Roast Potatoes, Butternut Squash, Peppers and Onions

Last week we had a wonderful assortment of goodies in the CSA bag, including a beautiful butternut squash, a small container of assorted potatoes, and a purple sweet pepper. Looking for something to accompany pork chops and green beans (also from the CSA),  roasting the veggies seemed perfect.
A nice hot oven, a good toss with generous amounts of olive oil, salt, pepper, and your favorite herb (dry or fresh), and you have a simple side in about 30 minutes. And aside from a quick stir half-way through, it’s pretty much “set and forget,” which I love.
This is EASY.

Roast Potatoes, Butternut Squash, Peppers and Onions

[Print this recipe]
Ingredients
1 butternut squash, peeled and cubed
3 medium potatoes, cubed
1 medium onion, cubed
1 sweet pepper, cubed
1/4 cup extra virgin olive oil
1 tablespoon sea salt
1/4 teaspoon black pepper
1 tablespoon dried parsley (or your favorite herb)

Directions

Preheat the oven to 450 degrees. Toss all the ingredients together in a large bowl, making sure everything has been evenly coated.

Spread the veggies in an even layer on a large baking sheet, and roast in the oven for 30 minutes.

Half-way through, use a large spoon to toss everything around on the pan to ensure even cooking.

Serves 4-6.

Comments

  1. This looks awesome!
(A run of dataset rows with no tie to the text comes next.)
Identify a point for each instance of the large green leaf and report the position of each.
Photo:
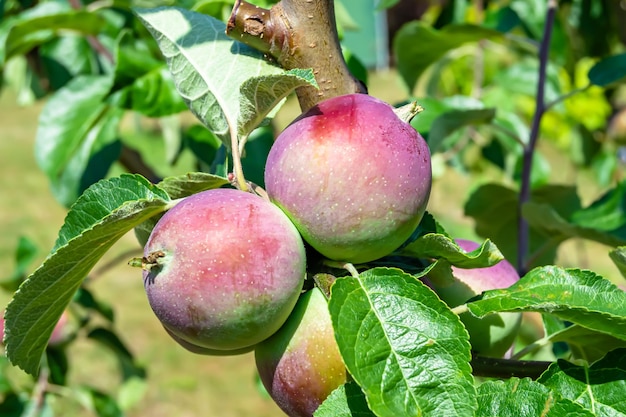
(101, 216)
(76, 139)
(346, 401)
(599, 388)
(403, 346)
(524, 398)
(416, 46)
(618, 255)
(494, 209)
(228, 85)
(579, 296)
(438, 246)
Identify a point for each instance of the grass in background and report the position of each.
(180, 384)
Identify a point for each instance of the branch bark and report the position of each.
(523, 236)
(298, 34)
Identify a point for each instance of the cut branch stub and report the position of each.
(298, 34)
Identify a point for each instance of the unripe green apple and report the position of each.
(352, 176)
(300, 365)
(223, 270)
(494, 334)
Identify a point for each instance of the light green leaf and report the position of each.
(599, 388)
(524, 398)
(77, 136)
(438, 246)
(618, 255)
(403, 346)
(346, 401)
(212, 71)
(193, 182)
(44, 22)
(587, 344)
(101, 216)
(259, 95)
(579, 296)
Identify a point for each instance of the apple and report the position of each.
(300, 365)
(352, 176)
(223, 270)
(492, 335)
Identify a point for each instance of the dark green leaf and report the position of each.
(101, 216)
(190, 183)
(346, 401)
(587, 344)
(24, 255)
(579, 296)
(608, 213)
(618, 255)
(222, 98)
(77, 136)
(416, 46)
(494, 209)
(599, 388)
(407, 351)
(610, 70)
(524, 398)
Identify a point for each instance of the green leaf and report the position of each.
(442, 247)
(524, 398)
(407, 351)
(416, 46)
(609, 71)
(494, 209)
(579, 296)
(190, 183)
(608, 213)
(618, 256)
(44, 22)
(599, 388)
(587, 344)
(101, 216)
(76, 139)
(24, 255)
(346, 401)
(219, 78)
(259, 95)
(451, 121)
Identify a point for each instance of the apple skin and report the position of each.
(231, 271)
(494, 334)
(300, 365)
(352, 176)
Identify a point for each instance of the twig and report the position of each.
(298, 34)
(529, 149)
(507, 368)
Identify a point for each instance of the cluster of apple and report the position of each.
(224, 270)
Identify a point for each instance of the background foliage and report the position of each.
(114, 102)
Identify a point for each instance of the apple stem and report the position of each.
(239, 180)
(460, 309)
(298, 34)
(407, 112)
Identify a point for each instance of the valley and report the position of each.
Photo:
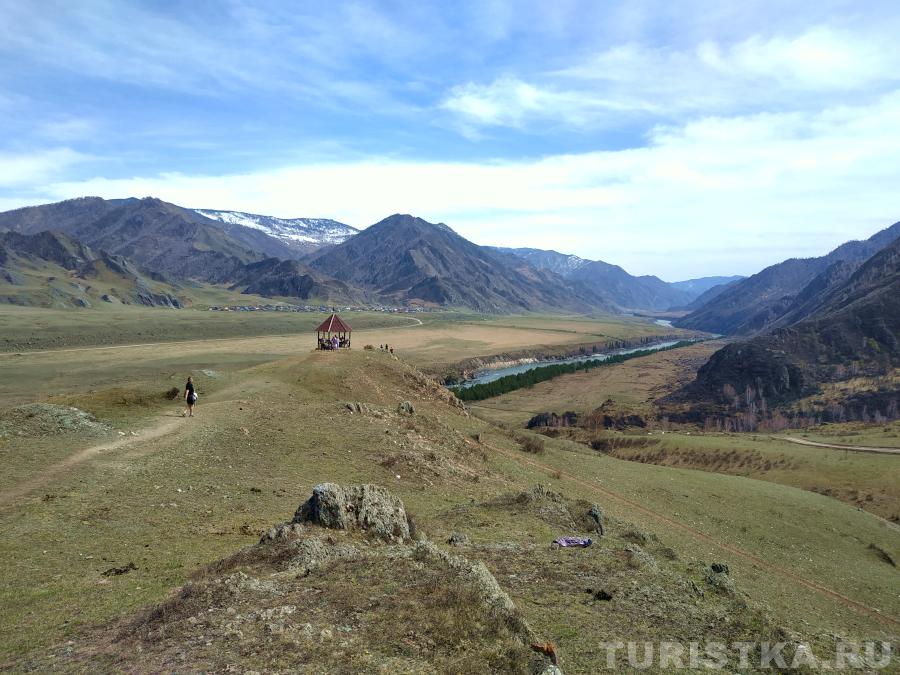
(272, 422)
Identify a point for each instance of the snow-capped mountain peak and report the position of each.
(304, 232)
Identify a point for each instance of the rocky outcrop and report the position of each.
(366, 507)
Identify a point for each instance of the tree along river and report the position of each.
(483, 376)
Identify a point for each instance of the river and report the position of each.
(489, 375)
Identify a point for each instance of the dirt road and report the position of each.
(852, 448)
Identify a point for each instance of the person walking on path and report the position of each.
(190, 397)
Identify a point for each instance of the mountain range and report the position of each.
(776, 296)
(304, 235)
(845, 323)
(407, 259)
(404, 259)
(51, 269)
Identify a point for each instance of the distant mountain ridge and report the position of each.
(617, 286)
(854, 322)
(52, 269)
(412, 260)
(180, 244)
(302, 234)
(757, 302)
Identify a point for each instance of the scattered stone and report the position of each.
(118, 571)
(635, 536)
(367, 507)
(638, 557)
(283, 532)
(596, 514)
(41, 419)
(494, 597)
(720, 581)
(314, 552)
(883, 555)
(458, 539)
(603, 595)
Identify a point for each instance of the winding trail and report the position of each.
(852, 448)
(697, 534)
(11, 496)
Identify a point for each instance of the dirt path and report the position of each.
(852, 448)
(697, 534)
(11, 496)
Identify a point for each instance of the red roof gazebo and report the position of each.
(333, 326)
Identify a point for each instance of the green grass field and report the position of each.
(272, 423)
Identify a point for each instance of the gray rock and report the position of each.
(720, 582)
(638, 557)
(636, 536)
(367, 507)
(596, 514)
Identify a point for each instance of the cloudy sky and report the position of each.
(673, 138)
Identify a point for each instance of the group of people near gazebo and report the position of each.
(333, 334)
(334, 343)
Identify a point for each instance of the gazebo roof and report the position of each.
(333, 324)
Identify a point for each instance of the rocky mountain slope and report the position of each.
(628, 291)
(616, 285)
(560, 263)
(409, 259)
(301, 235)
(181, 244)
(756, 303)
(848, 324)
(53, 270)
(293, 279)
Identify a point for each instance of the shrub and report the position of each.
(531, 444)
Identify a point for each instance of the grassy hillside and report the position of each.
(266, 433)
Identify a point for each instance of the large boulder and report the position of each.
(366, 507)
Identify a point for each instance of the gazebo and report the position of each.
(333, 327)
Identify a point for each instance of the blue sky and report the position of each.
(677, 139)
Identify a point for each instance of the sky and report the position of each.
(680, 139)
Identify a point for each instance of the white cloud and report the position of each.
(818, 67)
(28, 169)
(717, 195)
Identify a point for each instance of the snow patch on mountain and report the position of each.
(312, 231)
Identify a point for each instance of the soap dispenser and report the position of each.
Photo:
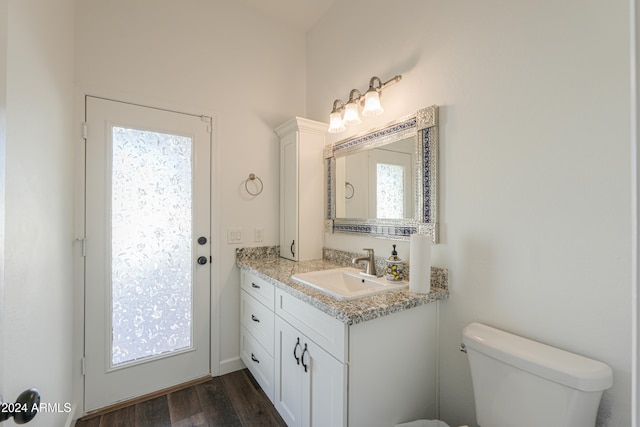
(393, 270)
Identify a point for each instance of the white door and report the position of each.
(147, 263)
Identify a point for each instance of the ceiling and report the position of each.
(297, 14)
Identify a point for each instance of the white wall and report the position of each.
(37, 309)
(209, 57)
(535, 164)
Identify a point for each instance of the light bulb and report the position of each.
(351, 116)
(372, 106)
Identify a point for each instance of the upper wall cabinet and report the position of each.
(301, 188)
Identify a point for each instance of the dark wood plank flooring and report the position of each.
(232, 400)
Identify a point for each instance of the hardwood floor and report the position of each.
(232, 400)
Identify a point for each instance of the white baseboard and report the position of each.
(231, 365)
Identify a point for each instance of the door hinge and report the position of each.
(84, 245)
(207, 119)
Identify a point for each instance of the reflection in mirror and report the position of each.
(378, 182)
(383, 182)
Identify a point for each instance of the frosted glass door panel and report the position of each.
(151, 244)
(148, 251)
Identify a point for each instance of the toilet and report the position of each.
(524, 383)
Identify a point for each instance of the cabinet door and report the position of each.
(289, 196)
(324, 385)
(289, 373)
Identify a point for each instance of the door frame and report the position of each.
(79, 227)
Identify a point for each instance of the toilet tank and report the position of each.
(524, 383)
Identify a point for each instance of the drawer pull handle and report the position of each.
(306, 365)
(295, 351)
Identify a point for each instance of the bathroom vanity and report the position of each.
(327, 362)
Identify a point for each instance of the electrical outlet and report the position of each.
(234, 235)
(258, 234)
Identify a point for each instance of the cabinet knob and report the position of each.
(295, 351)
(306, 350)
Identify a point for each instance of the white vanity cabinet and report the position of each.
(257, 328)
(376, 373)
(310, 378)
(301, 188)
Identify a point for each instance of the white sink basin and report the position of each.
(347, 283)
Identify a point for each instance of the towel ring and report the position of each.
(253, 177)
(353, 190)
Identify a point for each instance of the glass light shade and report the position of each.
(335, 123)
(372, 106)
(351, 116)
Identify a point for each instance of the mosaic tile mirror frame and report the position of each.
(419, 131)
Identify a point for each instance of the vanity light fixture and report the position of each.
(370, 102)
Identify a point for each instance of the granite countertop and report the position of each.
(266, 263)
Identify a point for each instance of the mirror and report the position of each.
(383, 183)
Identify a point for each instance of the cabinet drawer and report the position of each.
(258, 288)
(326, 331)
(258, 319)
(259, 362)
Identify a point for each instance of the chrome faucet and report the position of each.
(370, 261)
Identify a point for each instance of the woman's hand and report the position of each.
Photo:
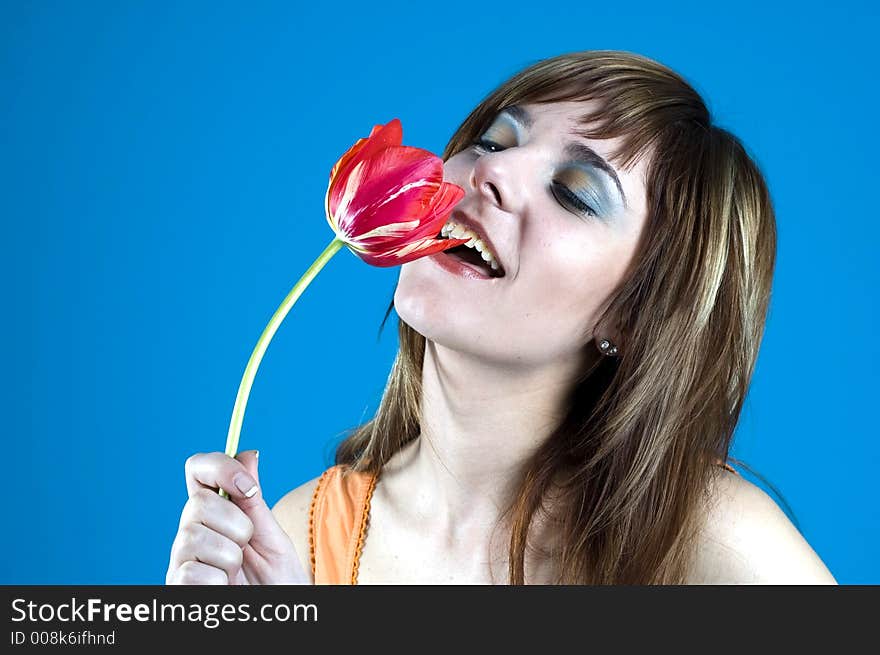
(230, 541)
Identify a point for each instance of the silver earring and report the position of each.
(607, 347)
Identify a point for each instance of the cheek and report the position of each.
(572, 282)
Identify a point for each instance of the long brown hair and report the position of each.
(630, 464)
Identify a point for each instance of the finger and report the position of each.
(265, 524)
(199, 543)
(209, 509)
(191, 572)
(218, 471)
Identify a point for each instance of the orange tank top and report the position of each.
(338, 519)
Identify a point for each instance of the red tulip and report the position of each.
(387, 203)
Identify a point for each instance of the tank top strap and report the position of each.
(338, 520)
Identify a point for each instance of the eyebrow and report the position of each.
(578, 151)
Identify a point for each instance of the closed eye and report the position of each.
(568, 197)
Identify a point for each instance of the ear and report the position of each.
(607, 337)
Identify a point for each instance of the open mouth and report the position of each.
(473, 257)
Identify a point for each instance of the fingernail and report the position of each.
(245, 484)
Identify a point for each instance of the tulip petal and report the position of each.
(381, 137)
(398, 182)
(410, 252)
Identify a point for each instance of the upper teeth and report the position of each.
(456, 231)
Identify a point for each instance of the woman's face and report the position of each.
(562, 229)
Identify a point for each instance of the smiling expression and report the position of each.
(565, 223)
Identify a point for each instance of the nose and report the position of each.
(495, 181)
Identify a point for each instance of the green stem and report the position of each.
(250, 371)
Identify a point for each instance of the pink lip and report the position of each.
(452, 265)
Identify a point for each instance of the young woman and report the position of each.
(563, 400)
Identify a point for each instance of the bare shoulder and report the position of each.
(748, 539)
(292, 513)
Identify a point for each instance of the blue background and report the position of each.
(163, 168)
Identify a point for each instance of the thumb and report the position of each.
(250, 459)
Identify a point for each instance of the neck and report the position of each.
(480, 423)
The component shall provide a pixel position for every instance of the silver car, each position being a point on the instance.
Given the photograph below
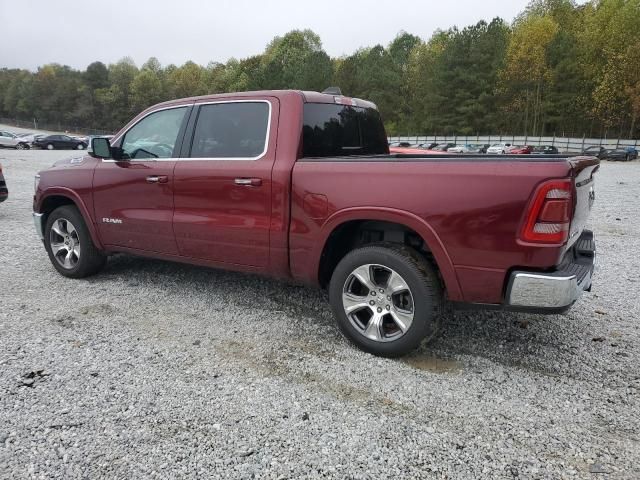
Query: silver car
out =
(9, 140)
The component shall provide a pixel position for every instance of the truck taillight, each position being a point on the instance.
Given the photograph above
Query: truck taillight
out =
(549, 215)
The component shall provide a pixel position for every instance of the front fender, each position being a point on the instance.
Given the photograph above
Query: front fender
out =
(408, 219)
(41, 200)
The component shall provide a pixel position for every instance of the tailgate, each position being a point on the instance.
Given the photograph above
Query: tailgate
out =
(584, 169)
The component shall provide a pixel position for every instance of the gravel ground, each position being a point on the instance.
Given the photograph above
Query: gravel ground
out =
(153, 369)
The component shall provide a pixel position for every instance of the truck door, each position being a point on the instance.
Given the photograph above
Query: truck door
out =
(133, 198)
(223, 188)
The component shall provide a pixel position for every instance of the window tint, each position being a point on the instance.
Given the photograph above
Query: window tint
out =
(338, 130)
(154, 136)
(231, 130)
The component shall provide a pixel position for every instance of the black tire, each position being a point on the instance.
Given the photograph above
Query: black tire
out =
(424, 285)
(91, 260)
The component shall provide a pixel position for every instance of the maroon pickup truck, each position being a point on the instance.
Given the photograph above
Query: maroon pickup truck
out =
(301, 186)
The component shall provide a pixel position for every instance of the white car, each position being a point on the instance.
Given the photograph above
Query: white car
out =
(465, 149)
(499, 148)
(9, 140)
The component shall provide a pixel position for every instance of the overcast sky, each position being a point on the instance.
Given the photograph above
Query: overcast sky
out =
(78, 32)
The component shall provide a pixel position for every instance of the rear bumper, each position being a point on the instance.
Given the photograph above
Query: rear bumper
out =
(556, 291)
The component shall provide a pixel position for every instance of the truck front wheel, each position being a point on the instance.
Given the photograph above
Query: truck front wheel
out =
(69, 244)
(386, 299)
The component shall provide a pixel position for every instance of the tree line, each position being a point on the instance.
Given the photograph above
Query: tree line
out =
(559, 68)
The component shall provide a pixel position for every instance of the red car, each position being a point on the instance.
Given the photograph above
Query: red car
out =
(301, 186)
(515, 150)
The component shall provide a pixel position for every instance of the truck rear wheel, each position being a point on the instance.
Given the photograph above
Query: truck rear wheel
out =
(69, 244)
(386, 299)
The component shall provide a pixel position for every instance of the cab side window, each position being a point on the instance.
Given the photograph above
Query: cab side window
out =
(234, 131)
(154, 136)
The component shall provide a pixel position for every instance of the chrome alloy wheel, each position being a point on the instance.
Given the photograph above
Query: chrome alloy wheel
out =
(64, 243)
(378, 303)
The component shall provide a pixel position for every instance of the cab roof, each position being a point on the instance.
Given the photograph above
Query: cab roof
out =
(307, 97)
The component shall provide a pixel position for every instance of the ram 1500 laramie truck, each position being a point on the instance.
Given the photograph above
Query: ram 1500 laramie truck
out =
(301, 186)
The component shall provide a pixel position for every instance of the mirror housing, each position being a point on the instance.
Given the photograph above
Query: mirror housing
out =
(100, 147)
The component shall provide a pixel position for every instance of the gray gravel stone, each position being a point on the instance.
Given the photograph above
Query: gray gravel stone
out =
(130, 393)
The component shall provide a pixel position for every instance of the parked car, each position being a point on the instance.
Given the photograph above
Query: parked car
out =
(427, 146)
(91, 137)
(632, 151)
(468, 148)
(621, 154)
(443, 147)
(499, 148)
(595, 151)
(11, 140)
(517, 150)
(30, 137)
(4, 191)
(546, 150)
(200, 181)
(52, 142)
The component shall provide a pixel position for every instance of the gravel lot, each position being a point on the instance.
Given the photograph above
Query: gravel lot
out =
(153, 369)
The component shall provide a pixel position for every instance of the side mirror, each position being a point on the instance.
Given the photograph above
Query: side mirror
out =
(101, 147)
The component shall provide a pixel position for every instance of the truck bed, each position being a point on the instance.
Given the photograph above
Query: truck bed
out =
(472, 206)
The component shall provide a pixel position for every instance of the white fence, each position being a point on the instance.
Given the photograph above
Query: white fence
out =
(564, 144)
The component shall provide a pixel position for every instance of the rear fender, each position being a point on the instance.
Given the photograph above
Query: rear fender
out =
(415, 223)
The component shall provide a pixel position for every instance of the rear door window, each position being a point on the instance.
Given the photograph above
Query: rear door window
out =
(232, 130)
(331, 130)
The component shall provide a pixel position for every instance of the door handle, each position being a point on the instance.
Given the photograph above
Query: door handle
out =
(158, 179)
(248, 182)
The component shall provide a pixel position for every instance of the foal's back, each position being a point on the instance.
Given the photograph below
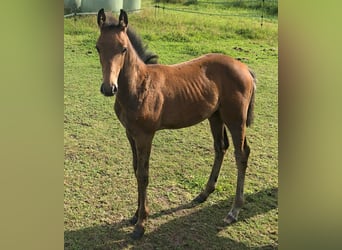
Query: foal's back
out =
(192, 91)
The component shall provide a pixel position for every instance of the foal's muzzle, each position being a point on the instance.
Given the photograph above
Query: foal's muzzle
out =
(108, 90)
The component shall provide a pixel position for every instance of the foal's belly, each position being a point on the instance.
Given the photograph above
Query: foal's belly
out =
(184, 115)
I was wondering, am I missing the button to put the recipes in a printable format, or do I need to copy and paste around the pictures into a word file?

  2. Great question. I don’t currently use a button to make the recipe in printable format, but I totally need to – I’m sure with all the photos it’s hard to read through it fluently. Critique noted! Thanks!

  3. ASM – I just added a [Print this recipe]link. Thanks for the push!